Under the 2010 financial regulatory reform law commonly referred to as "Dodd-Frank," the CFTC and the SEC have been charged with the regulation of derivatives trading. Rep. Pearce pointed out that during the botched bankruptcy of MF Global, Inc., the SEC and CFTC protected the top 2%, like banking giant JP Morgan Chase, instead of the 30,000 middle class Americans whose money was stolen from their accounts.

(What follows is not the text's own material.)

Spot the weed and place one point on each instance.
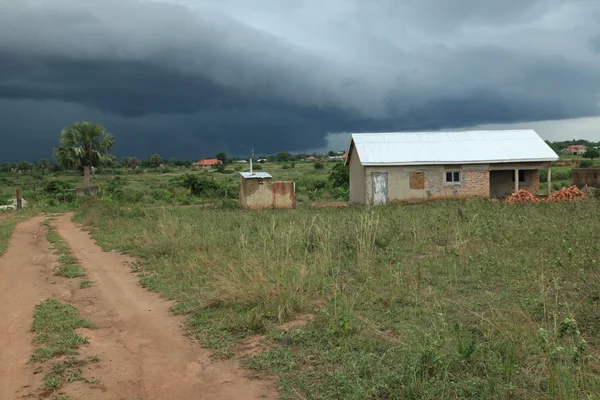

"We know what regulators will do in the future by what they've done in the past," said Pearce. "The President talks a lot about helping the 98%, but thirty thousand Americans--farmers, ranchers, miners, energy workers, and retirees--lost their hard-earned savings because of a decision to take care of a big bank instead of everyday Americans. How can we possibly trust those same decision-makers with billions more of Americans' investments? New Mexico's community banks and small businesses are stalling under regulations that put Wall Street before Main Street. Gensler and Cook repeated the President's empty words about protecting investors, but could not give an answer when I asked why they brazenly ignored the bankruptcy laws designed to protect everyday Americans."